Leena Thompson and Kenneth Johnson, Department of Natural Sciences, University of Houston-Downtown, Houston, TX
Abstract:
Hydrothermal gold-bearing veins occur at the contact between equigranular tonalite of the 36 Ma Bullrun Creek stock and serpentinized peridotite. They consist of Fe-actinolite + apatite + magnetite ± Ca-pyroxene. The veins are thickest at the contact, become thinner and eventually pinch out with distance into the tonalite. Gold concentrations are greatest at the contact, and gold is typically associated with late magnetite and Fe-actinolite. These observations suggest that the adjacent serpentinite may have provided at least some of the fluid and metals now observed in the ore veins.

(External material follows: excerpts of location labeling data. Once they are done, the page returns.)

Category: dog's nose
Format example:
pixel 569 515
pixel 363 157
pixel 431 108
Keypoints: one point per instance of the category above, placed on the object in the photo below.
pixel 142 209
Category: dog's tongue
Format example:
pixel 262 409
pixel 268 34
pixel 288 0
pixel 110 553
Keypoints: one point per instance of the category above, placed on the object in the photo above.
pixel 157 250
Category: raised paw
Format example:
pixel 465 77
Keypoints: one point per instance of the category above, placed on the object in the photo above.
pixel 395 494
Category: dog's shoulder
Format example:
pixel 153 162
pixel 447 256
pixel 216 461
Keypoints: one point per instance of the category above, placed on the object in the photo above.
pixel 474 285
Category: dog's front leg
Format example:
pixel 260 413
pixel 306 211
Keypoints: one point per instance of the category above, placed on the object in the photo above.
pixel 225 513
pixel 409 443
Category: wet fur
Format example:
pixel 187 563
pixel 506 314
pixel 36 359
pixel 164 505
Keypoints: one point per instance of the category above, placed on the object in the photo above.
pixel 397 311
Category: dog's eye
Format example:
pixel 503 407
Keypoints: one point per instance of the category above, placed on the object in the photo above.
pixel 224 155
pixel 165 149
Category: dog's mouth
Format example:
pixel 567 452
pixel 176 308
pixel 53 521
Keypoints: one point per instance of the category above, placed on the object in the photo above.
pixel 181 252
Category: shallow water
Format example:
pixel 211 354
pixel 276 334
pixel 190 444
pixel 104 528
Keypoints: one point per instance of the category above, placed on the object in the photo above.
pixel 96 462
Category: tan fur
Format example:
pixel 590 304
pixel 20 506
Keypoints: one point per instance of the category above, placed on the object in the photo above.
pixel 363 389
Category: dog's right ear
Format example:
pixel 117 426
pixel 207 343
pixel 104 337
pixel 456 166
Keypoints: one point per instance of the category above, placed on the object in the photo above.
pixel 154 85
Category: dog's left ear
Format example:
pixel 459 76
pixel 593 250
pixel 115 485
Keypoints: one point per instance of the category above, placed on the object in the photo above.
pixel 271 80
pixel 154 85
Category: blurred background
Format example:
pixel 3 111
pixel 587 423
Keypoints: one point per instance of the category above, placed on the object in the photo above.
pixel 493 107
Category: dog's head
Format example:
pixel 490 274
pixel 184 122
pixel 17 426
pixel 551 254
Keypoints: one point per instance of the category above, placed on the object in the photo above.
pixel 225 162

This study focused on a ~16 m wide outcrop of serpentinite, into which a ~2 m thick dike of porphyritic tonalite intruded. In comparison to unaltered serpentinite at either end of the outcrop, serpentinite adjacent to the dike has low total Fe, MgO, and H2O, and higher SiO2, CaO, and CO2. Loss of H2O in these rocks is suggestive of thermal dehydration during dike emplacement. Results of thermal analyses indicate that serpentine (as opposed to anthophyllite or talc) was the principal dehydrating phase adjacent to the dike, and that dehydration occurred at temperatures below the tonalite solidus. It is suggested that breakdown of serpentine and an Fe-bearing phase (e.g., orthopyroxene, magnetite) supplied Mg and Fe, respectively, that was removed by the dehydration fluid. These results suggest that dehydration of serpentinite adjacent to the Bullrun Creek stock may have provided the fluid and metals (Mg and Fe) that formed the hydrothermal veins within the pluton. The presence of numerous gold mines within the serpentinized peridotite suggests that serpentinite dehydration might have supplied the Au observed in the hydrothermal veins as well. Similarities between these veins and Fe-oxide CuAu deposits worldwide suggest that these results may have implications for the origin of Feoxide Cu-Au mineralization elsewhere.